Multiple SpectroSERVERs fail over to secondary at once without any problems seen on the SpectroSERVERs.
search cancel

Multiple SpectroSERVERs fail over to secondary at once without any problems seen on the SpectroSERVERs.

book

Article ID: 121249

calendar_today

Updated On:

Products

Spectrum

Issue/Introduction

  • Multiple SpectroSERVERs fail over to secondary simultaneously.
  • They all fail back to primary simultaneously without any intervention.
  • No crashes or dumps are seen on the SpectroSERVERs except for the following error in the VNM.OUT:

ERROR TRACE at CsIHVnmMdl.cc(2276): The OneClick application on host <host> has not responded to updates from this server for a period of time. The application is either not responding or a network problem is preventing access.

Cause

The VNM errors point to a possible communication or networking issue between OneClick and the SpectroSERVER and this will cause the SpectroSERVER to fail over but this should not cause the SS to crash.   

The secondary SpectroSERVER continuously monitors its paired primary SpectroSERVERs status using heartbeat signals.
Upon detecting the primary's failure, the secondary SpectroSERVER initiates the failover sequence and the secondary becomes active.  OneClick also does similar to fail over in the console. This is not orchestrated by the MLS as it just manages the landscape map which each of the SS and OC pull and use to ensure they work off a single map.

Resolution

Verify the following:

1. Hostname resolution from the SS to the OC and from the OC to the SS

2. Ensure the ip address or hostname of the OC is in the $SPECROOT/.hostrc file on the SS

3. Ensure there ports are open through firewalls between the SS and OC. Reference the "Communication Across Firewalls" section of the documentation for a list of the ports that are required to be open for SS/OC communication.
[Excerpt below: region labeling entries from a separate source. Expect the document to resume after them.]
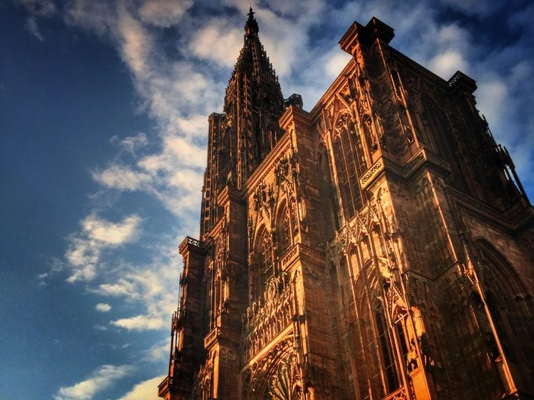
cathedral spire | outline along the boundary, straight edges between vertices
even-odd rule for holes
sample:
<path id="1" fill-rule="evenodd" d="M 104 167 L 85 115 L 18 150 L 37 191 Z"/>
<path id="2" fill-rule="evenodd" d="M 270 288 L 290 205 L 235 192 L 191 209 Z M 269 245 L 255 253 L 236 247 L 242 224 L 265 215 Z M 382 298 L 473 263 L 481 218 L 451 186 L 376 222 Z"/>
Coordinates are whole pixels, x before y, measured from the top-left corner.
<path id="1" fill-rule="evenodd" d="M 284 97 L 273 65 L 259 40 L 259 28 L 252 6 L 245 24 L 243 48 L 228 83 L 225 98 L 229 140 L 229 176 L 241 188 L 274 147 L 282 132 L 278 119 L 284 110 Z"/>
<path id="2" fill-rule="evenodd" d="M 250 6 L 250 10 L 248 12 L 248 19 L 245 24 L 245 32 L 247 35 L 257 35 L 259 31 L 259 27 L 258 23 L 256 22 L 256 19 L 254 17 L 255 12 L 252 11 L 252 7 Z"/>

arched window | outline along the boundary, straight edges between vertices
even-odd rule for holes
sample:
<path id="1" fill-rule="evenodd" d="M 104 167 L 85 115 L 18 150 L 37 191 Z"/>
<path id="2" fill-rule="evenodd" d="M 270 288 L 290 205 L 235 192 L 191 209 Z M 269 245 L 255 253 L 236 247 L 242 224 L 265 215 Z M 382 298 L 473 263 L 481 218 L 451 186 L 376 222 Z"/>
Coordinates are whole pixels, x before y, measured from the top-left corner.
<path id="1" fill-rule="evenodd" d="M 323 208 L 325 218 L 325 227 L 326 233 L 330 237 L 333 234 L 334 230 L 341 228 L 339 201 L 337 193 L 334 190 L 332 185 L 332 175 L 330 164 L 329 162 L 328 153 L 326 147 L 321 146 L 318 155 L 318 174 L 319 176 L 319 190 L 321 195 L 326 203 L 326 207 Z"/>
<path id="2" fill-rule="evenodd" d="M 416 191 L 419 205 L 419 247 L 428 255 L 428 266 L 436 274 L 446 271 L 453 265 L 447 233 L 435 203 L 430 181 L 425 178 Z"/>
<path id="3" fill-rule="evenodd" d="M 367 166 L 362 138 L 347 113 L 338 117 L 333 147 L 343 210 L 348 219 L 363 206 L 359 177 Z"/>
<path id="4" fill-rule="evenodd" d="M 280 207 L 276 217 L 277 251 L 282 258 L 291 244 L 291 222 L 286 203 Z"/>
<path id="5" fill-rule="evenodd" d="M 264 228 L 254 246 L 254 292 L 256 298 L 263 295 L 265 283 L 275 274 L 273 256 L 272 235 L 268 229 Z"/>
4. Are there network issues causing dropped packets?  The best way to test would be from OC to SS filtering on 14001 and 14002, checking on Corba communications.  You should see no response to Corba requests from the SS when we get these errors in the VNM.OUT and during the false failovers. 

Additional Information

There are two parts to SpectroSERVER fault-tolerance, and each are independent from each other.

The secondary SS "polls" (via API call) the primary SS every minute.  If the polling determines the primary is down, the secondary starts SNMP polling, processing SNMP traps, etc, and essentially takes over the role of the primary SS.  If a network issue is preventing the polling, both SpectroSERVER's can be 'active'.

The Oneclick Server polls both the primary and the backup SpectroSERVER, via CORBA, every 10s and a 'deeper' poll every 60s.  If the polling determines the primary is down, OneClick will failover and connect to the secondary.  It is possible, if a network issue is blocking the communication, that OneClick server will failover to a secondary that is not 'active' which will display as a grey/suppressed VNM icon.

The API calls are not just "Are you up?" but require an intelligent response that only a non hung process could give.  This is to avoid problems when SS hangs but does not crash, and if we only checked the SS process was we would not fail over. So the primary need to give an intelligent response that only an active Ss process could.